Yair Holtzman of Anchin Block and Anchin has written in Accounting Today about the following three innovative technologies that are poised to impact accountants.
1. Big data analytics
Big data analytics studies large amounts of data to uncover hidden patterns, correlations, and other insights. A survey from the Institute of Management Accountants found that finance and accounting professionals are increasingly implementing big data in their business processes. Fifty-three percent of organizations are developing strategies around the use of big data, and 45 percent indicate their company takes a “strong” or “very strong” data-centric approach to information technology.
In recent years, blockchain technology has spread beyond its cryptocurrency roots. Initially a solution for governing transactions facilitated by cryptocurrency, blockchain technology, according to Harvard Business Review, “...is an open, distributed ledger that can record transactions between two parties efficiently and in a verifiable and permanent way." It is being used in many industries, including health care, supply chain management, government, insurance, banking, and real estate.
According to Yair Holtzman, “Blockchain’s immutability as a general ledger makes it incredibly valuable to businesses. Information is not centrally stored by any business, organization, or governmental agency. The technology provides a quality audit trail as well as transparency of transactions, changes, or other actions along the business path.” This can significantly reduce an organization’s costs for annual audits as well as regulatory compliance.
3. Artificial intelligence
AI allows machines to perform tasks that typically require human intellect, including speech recognition, visual perception, decision-making, and translation. In an accounting department, AI helps accounting software learn to automatically perform analyses and draw conclusions: “Tasks like bank reconciliations, auditing expense submissions, and invoice categorization can be systematically automated,” Holtzman writes. AI can also be used for fraud detection by analyzing transactions to identify potentially fraudulent behavior.

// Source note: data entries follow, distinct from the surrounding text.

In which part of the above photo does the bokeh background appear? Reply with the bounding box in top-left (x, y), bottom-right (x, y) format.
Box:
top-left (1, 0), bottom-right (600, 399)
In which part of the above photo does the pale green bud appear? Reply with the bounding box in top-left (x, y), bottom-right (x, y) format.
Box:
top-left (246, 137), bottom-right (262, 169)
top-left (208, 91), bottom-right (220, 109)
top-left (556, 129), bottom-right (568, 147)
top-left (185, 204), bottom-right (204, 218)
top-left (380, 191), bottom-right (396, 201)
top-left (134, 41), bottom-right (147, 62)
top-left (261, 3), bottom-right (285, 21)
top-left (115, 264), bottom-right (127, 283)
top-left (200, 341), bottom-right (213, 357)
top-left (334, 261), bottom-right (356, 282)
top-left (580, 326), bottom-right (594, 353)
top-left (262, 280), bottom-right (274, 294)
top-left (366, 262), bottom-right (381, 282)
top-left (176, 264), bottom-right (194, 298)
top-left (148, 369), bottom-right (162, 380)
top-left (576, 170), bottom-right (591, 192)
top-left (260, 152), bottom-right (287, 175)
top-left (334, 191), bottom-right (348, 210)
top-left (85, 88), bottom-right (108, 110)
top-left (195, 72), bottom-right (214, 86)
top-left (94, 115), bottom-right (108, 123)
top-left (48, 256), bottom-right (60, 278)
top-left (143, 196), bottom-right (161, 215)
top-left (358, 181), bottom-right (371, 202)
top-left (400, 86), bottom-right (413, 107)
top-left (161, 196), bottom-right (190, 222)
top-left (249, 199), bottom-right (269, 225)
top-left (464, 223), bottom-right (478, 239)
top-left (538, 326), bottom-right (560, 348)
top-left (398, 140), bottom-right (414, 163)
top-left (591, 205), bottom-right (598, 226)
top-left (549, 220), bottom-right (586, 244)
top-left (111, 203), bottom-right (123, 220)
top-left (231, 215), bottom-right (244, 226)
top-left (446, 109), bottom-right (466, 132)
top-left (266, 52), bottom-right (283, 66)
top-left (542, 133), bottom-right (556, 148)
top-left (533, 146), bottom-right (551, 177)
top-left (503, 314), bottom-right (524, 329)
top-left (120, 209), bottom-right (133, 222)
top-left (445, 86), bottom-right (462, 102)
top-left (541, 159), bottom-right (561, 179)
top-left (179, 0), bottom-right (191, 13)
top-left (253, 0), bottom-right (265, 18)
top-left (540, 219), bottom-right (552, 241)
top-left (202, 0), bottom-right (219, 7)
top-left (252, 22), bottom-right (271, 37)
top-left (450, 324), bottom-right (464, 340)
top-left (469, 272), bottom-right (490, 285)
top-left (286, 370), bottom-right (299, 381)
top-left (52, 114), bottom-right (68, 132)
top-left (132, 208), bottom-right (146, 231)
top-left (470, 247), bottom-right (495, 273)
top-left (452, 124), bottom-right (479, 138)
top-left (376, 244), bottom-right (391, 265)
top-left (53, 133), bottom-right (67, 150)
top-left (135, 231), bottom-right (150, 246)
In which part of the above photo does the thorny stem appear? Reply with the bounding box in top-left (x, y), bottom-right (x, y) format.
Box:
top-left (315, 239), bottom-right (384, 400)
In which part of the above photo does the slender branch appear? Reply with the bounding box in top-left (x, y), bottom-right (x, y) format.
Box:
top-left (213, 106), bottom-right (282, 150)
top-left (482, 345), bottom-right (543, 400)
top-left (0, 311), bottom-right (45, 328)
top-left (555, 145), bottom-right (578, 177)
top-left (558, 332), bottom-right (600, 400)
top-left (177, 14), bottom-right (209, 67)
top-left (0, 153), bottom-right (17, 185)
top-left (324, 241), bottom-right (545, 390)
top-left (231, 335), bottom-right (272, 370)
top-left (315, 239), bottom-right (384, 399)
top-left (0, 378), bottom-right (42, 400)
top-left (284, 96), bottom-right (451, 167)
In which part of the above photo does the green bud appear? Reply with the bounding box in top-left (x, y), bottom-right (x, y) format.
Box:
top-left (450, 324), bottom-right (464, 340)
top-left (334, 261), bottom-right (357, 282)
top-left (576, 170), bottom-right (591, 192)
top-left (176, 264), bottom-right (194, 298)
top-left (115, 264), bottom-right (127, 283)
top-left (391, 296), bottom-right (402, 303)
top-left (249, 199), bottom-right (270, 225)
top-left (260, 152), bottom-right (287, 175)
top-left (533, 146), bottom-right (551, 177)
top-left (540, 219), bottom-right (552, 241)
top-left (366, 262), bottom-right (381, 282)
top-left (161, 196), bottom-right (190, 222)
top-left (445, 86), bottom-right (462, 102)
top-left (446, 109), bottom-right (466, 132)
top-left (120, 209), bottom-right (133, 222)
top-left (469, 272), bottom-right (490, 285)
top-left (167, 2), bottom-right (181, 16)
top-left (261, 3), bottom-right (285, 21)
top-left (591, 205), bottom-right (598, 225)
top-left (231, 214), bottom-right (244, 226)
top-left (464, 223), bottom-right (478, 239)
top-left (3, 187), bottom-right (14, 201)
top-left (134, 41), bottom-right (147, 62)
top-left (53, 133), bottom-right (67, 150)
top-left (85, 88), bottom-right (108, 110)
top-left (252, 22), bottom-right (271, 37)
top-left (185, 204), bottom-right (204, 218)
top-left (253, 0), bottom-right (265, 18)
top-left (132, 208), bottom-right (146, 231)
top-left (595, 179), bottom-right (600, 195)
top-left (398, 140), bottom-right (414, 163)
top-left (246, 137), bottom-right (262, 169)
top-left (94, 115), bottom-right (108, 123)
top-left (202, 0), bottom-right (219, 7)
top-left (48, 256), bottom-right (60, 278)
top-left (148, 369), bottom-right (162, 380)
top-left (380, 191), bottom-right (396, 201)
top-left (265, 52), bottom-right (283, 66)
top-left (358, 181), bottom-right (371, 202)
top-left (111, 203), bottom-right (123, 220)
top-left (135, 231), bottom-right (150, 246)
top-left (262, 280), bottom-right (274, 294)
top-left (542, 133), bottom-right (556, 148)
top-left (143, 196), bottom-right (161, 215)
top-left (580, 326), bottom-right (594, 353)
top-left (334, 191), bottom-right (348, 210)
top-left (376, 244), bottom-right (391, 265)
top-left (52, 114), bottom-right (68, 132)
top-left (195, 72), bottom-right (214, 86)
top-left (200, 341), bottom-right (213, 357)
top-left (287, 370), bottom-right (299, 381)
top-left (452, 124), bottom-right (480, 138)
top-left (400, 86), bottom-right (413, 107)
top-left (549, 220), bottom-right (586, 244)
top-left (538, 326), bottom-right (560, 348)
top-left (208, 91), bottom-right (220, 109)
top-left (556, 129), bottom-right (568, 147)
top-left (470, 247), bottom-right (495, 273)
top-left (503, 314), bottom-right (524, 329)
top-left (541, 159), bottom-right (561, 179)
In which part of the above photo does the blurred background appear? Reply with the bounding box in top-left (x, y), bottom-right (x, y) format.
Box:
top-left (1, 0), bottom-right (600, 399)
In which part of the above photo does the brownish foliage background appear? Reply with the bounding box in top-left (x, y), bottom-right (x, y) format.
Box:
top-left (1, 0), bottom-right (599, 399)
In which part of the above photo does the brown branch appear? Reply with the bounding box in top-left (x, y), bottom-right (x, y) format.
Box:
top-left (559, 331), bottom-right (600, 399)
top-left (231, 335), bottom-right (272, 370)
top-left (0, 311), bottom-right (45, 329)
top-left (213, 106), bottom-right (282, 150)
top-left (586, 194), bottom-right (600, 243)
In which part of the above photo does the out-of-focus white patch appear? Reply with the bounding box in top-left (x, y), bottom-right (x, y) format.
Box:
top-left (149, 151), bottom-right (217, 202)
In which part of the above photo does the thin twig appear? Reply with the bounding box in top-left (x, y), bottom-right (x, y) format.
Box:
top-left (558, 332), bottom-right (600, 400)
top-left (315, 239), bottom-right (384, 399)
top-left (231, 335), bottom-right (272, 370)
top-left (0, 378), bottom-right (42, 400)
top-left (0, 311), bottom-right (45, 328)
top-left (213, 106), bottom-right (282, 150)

Value of the human element
We can’t ignore the fact that the transactional level in an organization will shrink or disappear. Workers who spend their days on manual, repetitive processes like data entry and routine reconciliations will need to upskill — improve their existing skills and add new capabilities — and take on more strategic roles in the company to remain relevant.
But companies still need interpretation and judgment to realize the full potential of technology and automation. Rather than eliminate jobs, accounting and finance departments will need to shift their focus to developing more strategic and consultative initiatives within the company. Accountants who embrace technology can look for opportunities to apply their best skills and add value.
For most CPAs, technology won’t replace them. Instead, their roles will evolve and be augmented as they use technology as a powerful tool for their organization. Put it this way: The ways in which technology is, and will be, deployed in the accounting field will actually let CPAs do what they studied to do. Eventually, these emerging technologies will be so deeply embedded in finance and accounting that no one will talk about the software doing mundane work in the background. It will just be part of the daily routine.